= R. Geraint Gruffydd =

Welsh scholar (1928–2015)

Robert Geraint Gruffydd FLSW FBA (9 June 1928 – 24 March 2015) was a scholar of Welsh language and literature. From 1970 to 1979, he was Professor of Welsh Language and Literature at the University of Wales, Aberystwyth, and was made Emeritus Professor in 1993.

==Early life==
Gruffydd was born on 9 June 1928 in Tal-y-bont, Ardudwy, Wales. He was a graduate of Bangor University and Jesus College, Oxford. He commenced his studies at Oxford in 1948.

==Career==
During his academic career he held three notable offices:
- Chair of Welsh Language and Literature at the University of Wales, Aberystwyth (1970–1979)
- Librarian of the National Library of Wales (1980–1985)
- Director of the Centre for Advanced Welsh and Celtic Studies (1985–1993)

After his academic retirement in 1993 he was President of the International Congress of Celtic Studies until 2003 and he also served as vice-president of University of Wales, Aberystwyth. In 1999 he succeeded Professor J. E. Caerwyn Williams as Consultant Editor of Geiriadur Prifysgol Cymru, the leading Welsh dictionary.

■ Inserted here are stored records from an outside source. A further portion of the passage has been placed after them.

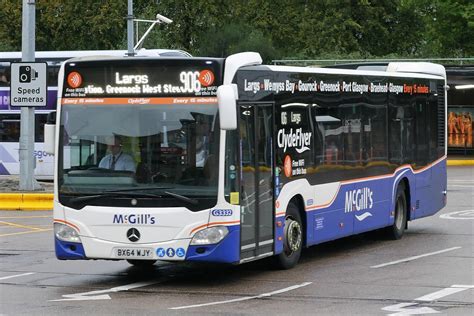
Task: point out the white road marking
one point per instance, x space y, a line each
467 214
99 294
16 276
444 292
294 287
461 186
414 258
460 180
402 309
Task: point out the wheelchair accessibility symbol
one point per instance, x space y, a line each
160 252
180 252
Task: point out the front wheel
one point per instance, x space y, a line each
398 228
292 239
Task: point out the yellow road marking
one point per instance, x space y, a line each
20 226
29 232
13 217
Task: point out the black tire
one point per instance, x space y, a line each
141 263
396 231
292 239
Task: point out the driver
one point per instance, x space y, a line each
117 159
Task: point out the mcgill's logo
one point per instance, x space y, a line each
134 219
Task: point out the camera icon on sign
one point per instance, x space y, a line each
27 74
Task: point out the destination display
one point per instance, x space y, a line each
142 78
324 83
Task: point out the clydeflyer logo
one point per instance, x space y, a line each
74 79
206 78
287 166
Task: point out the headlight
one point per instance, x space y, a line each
211 235
66 233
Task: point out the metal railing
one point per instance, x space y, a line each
326 62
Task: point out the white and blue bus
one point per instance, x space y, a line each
10 116
235 161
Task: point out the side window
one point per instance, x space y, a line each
329 131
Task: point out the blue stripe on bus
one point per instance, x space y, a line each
227 251
338 220
69 250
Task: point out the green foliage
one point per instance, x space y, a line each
277 29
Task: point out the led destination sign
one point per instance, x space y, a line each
134 78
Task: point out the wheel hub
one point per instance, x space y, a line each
293 234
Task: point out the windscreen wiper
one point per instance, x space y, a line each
139 189
182 197
108 194
175 195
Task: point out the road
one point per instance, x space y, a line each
430 270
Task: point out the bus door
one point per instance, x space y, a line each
257 166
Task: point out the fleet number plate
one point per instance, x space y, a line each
137 253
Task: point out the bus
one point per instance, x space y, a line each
235 161
10 116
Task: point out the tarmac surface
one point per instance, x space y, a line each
11 184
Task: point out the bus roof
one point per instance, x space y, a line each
63 55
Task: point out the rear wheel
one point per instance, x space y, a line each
141 263
398 228
292 239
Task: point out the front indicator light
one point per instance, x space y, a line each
209 236
66 233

He wrote books and chapters on a wide range on subjects in all periods of Welsh literature, from his treatment of the earliest Welsh poetry through the work of the medieval poet, Dafydd ap Gwilym, and the Methodist hymn-writer, William Williams Pantycelyn, to 20th-century writers such as Saunders Lewis.

==Personal life==
Gruffydd's father, Moses Griffith, was the first Treasurer of Plaid Cymru.

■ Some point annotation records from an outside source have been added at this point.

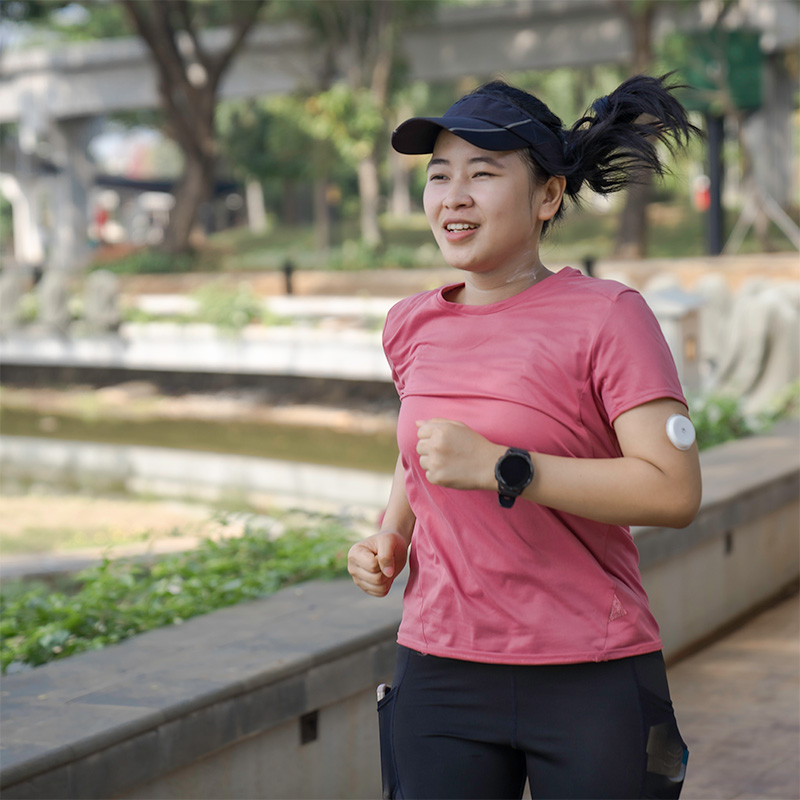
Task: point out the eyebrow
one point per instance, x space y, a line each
476 160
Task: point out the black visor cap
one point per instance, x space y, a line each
486 122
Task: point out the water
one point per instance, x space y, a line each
231 465
372 452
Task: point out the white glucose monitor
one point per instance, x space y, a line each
680 431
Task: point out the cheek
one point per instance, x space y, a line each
430 204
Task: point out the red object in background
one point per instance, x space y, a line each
701 193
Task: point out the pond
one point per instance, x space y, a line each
57 469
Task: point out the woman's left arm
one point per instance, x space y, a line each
652 483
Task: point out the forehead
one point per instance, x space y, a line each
452 147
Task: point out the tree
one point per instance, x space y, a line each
631 239
360 38
189 73
189 76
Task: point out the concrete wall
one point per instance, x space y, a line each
275 699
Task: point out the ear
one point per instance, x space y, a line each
552 196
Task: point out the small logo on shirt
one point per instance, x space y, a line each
617 609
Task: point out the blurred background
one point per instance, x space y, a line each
202 226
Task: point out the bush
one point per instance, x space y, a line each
228 308
122 597
720 418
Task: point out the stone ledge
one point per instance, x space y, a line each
99 724
197 687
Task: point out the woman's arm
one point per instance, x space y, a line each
376 561
653 483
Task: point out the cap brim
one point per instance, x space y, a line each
418 135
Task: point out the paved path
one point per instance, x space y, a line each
738 704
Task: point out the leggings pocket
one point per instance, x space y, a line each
385 725
667 754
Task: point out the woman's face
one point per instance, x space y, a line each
482 208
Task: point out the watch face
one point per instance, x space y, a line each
515 470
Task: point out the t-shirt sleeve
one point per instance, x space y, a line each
631 361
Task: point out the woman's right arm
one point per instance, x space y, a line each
376 561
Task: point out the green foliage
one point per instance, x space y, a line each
228 308
720 418
120 598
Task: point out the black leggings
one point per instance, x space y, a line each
458 729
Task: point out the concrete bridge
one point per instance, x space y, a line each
56 96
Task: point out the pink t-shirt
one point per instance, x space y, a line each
547 370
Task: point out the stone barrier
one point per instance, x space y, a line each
276 698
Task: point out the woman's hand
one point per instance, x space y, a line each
376 561
455 456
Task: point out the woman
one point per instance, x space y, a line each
537 422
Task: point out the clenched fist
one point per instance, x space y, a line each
455 456
376 561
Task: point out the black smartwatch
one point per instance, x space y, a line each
514 471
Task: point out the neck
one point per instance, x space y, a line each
483 289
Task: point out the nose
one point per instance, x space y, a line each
457 195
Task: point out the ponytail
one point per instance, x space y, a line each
614 144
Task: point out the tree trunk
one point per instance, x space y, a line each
195 187
369 192
322 216
188 78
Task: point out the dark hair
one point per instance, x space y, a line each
614 143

He was a friend of Sheldon Vanauken at Oxford, and was mentioned in Vanauken's memoir A Severe Mercy.

==Honours==
Gruffydd was elected a Fellow of the British Academy (FBA) in 1991. He was a Founding Fellow of the Learned Society of Wales.

==Works==
- In that gentile country. . . ': The beginnings of Puritan nonconformity in Wales (1976)
- Revival and its Fruit (1981)
- (editor), Bardos (1982)
- Llenyddiaeth y Cymru: Cyflwyniad Darluniadol 2 (1989)
- William Morgan: Dyneiddiwr (Henry Lewis Memorial Lecture) (1989)
- Y Ffordd Gadarn: Ysgrifau ar Lên a Chrefydd, ed. E. Wyn James (2008)
- Y Gair a'r Ysbryd: Ysgrifau ar Biwritaniaeth a Methodistiaeth, ed. E. Wyn James (2019)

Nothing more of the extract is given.